I saw the movie premiere of Booksmart back in March when I attended the South By Southwest Film Festival. Although I loved it, I was concerned that I was basking in the glow of being at the world premiere with the director and stars in attendance (humble brag). At the very least, I knew that I liked it enough to pay money to see it again. I did just that and I am happy to say that I loved it even more the second time around.
Kaitlyn Dever (Short Term 12) and Beanie Feldstein (Lady Bird) star as best friends, Amy and Molly. Amy and Molly have spent high school with their heads in the books. They were determined to get into good colleges to set themselves up for the future. On the last day of school, however, they learn that they weren’t the only ones with that goal. The popular kids that they looked down on for partying all the time also got into those schools. They experienced the fun, social aspect of high school without any of the consequences that Amy and Molly had feared. The two decide that night, on the eve of graduation, that they will make up for their lost time. The best friends set out on a quest to have fun and experience, in one night, what they have been missing for the last four years.

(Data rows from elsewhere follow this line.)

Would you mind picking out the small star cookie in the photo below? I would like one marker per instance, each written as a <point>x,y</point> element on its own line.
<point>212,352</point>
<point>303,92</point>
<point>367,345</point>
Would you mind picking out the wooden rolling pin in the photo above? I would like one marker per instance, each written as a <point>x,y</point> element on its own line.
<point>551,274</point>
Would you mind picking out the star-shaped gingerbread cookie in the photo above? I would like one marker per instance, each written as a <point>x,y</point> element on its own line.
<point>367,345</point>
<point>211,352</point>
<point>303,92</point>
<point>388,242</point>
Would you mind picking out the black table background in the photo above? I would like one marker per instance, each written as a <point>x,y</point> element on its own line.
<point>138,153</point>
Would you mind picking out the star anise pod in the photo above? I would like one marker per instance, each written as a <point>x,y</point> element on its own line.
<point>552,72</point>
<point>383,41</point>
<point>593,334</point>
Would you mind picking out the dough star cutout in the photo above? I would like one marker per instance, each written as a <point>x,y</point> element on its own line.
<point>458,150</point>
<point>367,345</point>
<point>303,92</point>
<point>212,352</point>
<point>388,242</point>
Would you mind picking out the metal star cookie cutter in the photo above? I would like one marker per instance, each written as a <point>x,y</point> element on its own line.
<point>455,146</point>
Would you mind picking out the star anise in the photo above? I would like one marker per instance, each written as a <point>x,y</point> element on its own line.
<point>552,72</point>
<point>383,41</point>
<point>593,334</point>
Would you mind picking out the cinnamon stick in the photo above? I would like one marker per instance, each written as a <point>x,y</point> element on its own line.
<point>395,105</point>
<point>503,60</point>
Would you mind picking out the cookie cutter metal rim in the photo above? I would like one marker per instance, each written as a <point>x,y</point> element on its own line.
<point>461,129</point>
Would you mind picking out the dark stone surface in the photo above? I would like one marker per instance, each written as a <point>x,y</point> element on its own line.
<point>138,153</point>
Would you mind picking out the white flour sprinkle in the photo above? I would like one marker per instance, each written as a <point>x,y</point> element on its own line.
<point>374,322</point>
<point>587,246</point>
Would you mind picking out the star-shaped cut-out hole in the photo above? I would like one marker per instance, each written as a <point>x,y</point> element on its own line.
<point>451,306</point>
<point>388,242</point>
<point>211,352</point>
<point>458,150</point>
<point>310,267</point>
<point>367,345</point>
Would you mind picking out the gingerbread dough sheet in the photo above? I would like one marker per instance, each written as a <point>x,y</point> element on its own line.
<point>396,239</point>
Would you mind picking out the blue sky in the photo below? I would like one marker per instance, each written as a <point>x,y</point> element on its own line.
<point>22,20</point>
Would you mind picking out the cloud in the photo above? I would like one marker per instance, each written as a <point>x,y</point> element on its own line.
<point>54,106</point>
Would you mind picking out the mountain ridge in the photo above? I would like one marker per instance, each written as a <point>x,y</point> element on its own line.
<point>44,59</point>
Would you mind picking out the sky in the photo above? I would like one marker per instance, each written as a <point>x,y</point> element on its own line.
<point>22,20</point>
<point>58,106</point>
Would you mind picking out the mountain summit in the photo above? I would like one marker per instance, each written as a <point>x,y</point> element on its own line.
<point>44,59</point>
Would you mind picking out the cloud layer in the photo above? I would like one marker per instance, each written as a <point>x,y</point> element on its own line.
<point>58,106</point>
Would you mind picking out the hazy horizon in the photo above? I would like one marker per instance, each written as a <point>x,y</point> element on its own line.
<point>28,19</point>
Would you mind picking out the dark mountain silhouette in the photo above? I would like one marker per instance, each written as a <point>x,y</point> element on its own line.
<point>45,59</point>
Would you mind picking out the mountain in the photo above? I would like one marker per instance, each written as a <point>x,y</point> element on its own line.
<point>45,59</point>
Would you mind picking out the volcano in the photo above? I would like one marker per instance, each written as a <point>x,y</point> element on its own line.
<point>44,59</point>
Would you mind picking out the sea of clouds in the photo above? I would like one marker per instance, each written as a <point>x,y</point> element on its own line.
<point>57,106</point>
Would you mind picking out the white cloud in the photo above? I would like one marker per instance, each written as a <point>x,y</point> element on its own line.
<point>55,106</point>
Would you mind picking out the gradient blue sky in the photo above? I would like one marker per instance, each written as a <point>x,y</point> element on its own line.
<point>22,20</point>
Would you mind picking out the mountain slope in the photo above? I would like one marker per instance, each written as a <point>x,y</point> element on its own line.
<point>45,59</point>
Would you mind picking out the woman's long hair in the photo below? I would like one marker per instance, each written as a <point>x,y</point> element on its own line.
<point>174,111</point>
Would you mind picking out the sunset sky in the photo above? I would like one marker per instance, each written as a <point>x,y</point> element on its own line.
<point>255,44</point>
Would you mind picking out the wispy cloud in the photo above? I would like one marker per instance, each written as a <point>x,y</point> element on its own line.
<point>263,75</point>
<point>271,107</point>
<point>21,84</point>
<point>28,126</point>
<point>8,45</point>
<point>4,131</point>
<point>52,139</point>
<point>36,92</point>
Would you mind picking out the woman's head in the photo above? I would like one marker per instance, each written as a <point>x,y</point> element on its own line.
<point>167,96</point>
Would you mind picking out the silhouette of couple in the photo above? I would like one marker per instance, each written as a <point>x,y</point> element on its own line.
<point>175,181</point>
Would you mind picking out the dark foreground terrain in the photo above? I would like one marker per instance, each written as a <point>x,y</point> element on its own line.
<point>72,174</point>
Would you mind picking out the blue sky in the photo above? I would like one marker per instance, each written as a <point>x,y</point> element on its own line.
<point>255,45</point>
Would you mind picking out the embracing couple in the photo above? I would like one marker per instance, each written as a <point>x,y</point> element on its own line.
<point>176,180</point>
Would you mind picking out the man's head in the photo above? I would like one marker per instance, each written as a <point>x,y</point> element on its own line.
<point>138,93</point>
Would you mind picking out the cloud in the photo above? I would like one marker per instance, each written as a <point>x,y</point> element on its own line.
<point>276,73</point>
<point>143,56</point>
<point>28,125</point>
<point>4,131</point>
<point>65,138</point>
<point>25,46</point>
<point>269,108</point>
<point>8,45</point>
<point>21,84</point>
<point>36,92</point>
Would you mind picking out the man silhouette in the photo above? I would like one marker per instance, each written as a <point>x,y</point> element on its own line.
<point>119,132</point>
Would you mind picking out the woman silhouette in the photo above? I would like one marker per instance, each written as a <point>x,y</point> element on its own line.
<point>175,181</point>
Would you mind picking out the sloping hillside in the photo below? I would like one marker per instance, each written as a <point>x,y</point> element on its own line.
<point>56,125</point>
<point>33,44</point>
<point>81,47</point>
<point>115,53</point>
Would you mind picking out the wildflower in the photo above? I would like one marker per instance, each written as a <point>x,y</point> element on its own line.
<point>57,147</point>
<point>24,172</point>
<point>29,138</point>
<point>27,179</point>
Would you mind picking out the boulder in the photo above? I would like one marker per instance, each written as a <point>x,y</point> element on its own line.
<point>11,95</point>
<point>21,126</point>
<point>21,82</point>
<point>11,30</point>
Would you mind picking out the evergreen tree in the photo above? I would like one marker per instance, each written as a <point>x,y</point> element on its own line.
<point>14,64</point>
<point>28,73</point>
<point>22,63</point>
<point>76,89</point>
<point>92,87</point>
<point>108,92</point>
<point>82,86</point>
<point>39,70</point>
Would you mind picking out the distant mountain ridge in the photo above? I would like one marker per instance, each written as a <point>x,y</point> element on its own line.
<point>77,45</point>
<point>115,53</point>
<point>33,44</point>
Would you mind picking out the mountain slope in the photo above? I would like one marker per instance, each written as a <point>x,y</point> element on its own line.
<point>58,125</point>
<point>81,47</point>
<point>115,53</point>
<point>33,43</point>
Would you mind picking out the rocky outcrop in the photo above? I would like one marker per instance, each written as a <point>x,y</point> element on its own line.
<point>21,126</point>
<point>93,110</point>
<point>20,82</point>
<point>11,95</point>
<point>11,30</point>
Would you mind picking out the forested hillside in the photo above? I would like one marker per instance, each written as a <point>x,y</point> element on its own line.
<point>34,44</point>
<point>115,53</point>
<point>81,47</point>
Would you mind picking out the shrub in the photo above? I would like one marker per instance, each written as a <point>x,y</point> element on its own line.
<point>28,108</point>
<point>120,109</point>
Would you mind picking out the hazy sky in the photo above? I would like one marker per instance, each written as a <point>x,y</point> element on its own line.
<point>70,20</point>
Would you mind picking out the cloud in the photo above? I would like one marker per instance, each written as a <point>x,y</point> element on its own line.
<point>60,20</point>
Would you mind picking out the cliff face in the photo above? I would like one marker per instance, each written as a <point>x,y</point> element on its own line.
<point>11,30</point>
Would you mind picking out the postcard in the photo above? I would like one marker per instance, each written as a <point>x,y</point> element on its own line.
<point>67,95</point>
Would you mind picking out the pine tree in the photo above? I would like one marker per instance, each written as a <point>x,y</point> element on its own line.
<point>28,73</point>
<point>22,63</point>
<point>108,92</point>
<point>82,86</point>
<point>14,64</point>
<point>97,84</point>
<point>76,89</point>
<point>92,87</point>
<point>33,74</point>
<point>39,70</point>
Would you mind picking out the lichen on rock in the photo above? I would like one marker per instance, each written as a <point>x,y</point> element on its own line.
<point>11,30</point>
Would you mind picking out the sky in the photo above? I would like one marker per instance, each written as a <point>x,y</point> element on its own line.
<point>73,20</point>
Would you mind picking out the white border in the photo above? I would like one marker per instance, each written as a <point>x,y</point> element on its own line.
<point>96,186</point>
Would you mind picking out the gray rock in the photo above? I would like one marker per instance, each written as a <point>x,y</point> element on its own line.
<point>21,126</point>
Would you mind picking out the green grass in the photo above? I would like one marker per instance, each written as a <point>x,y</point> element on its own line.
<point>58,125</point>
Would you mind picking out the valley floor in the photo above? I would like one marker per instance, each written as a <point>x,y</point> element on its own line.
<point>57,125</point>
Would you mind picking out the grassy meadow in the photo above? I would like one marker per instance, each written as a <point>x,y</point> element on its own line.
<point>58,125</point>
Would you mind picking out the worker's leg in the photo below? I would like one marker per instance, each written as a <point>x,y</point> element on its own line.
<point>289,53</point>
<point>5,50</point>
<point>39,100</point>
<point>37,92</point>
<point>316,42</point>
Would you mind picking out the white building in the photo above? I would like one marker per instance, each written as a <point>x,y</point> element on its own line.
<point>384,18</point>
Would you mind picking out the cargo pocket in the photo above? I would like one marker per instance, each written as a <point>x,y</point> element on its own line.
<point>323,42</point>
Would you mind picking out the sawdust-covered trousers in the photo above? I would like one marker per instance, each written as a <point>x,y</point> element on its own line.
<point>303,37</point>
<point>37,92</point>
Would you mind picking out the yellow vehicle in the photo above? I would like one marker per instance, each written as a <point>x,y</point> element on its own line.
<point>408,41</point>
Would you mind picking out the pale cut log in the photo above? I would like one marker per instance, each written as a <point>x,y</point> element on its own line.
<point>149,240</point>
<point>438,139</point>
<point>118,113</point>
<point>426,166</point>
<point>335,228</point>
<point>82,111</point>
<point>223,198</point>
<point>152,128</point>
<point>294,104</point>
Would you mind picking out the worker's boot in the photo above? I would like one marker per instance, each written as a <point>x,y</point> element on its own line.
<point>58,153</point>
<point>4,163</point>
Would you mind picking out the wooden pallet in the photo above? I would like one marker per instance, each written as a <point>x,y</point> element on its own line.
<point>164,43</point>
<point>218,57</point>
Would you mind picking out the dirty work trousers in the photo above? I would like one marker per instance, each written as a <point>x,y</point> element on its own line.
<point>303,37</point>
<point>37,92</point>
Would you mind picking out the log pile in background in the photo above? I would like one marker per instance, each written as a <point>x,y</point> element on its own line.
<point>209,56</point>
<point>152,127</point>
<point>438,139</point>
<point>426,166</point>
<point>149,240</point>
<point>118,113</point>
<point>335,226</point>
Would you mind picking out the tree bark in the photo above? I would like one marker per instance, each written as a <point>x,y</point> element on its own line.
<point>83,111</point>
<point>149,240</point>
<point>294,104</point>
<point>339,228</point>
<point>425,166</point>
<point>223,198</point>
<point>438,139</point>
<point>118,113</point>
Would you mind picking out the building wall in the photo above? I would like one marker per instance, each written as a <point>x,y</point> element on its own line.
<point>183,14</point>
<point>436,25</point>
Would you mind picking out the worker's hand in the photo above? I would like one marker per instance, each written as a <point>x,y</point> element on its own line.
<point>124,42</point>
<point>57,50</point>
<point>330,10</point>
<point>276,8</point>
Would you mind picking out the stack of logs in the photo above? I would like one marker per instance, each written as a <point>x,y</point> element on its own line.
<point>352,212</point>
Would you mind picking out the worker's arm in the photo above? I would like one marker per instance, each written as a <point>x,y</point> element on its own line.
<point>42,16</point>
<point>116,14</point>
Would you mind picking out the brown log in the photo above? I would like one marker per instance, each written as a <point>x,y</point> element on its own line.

“The best friends set out on a quest to have fun and experience, in one night, what they have been missing for the last four years.”
Booksmart has a classic high school comedy set-up but executes it in an entirely original way. This is due, in large part, to the people whose vision it comes from. It’s no secret that Hollywood is severely lacking in opportunities given to women behind the camera. Although the high school comedy sub-genre is, as a whole, better than most, it remains a culprit. Booksmart is different. Booksmart was written by four different women (Emily Halpern, Sarah Haskins, Susanna Fogel, Katie Silberman) and directed by Olivia Wilde. Wilde actually revealed at SXSW that once she joined the project, she made it a point to make the film female-led. Not just onscreen but off, also. From producing to editing to casting to set designing, this film was made by women. And the difference is not only apparent but it is refreshing.
For a movie that was inspired by so many that came before it, Booksmart is really good about avoiding cliches. The biggest example of this comes from the interaction between students. They talk about each other and they gossip, like many students. Despite that, they care about each other. This movie doesn’t feature the big, bad bullies and the nerds who are trying to impress them. There is a popular group but even the people who aren’t a part of that group still fit in. People intermingle, they talk to each other in class, they are excited when they see new faces at parties. It’s more fitting of high school than the movies that purposefully over-dramatize these dynamics in an effort to have clear protagonists. Booksmart has the lead characters that we follow throughout the night but we care about everyone by the end of it.
“For a movie that was inspired by so many that came before it, Booksmart is really good about avoiding cliches.”
I credit that to Allison Jones, the casting director. Allison Jones is the unsung hero of modern comedy. She has been discovering talent for over two decades and is the reason some of the most popular comedies of the 21st Century are as funny as they are. From top to bottom, this cast is incredible. Unlike most high school comedies, where the leads interact with interchangeable jock #1 and interchangeable popular girl #3, Booksmart makes every character feel important. The supporting cast is made up of comedy veterans (Lisa Kudrow, Will Forte, Jason Sudeikis) and newcomers (Billie Lourd, Skyler Gisondo, Eduardo Franco – just to name a very few). They all play off of each other so perfectly and so seamlessly. It feels like they have genuinely known each other all their lives and they have histories that dictate why they interact in the ways that they do.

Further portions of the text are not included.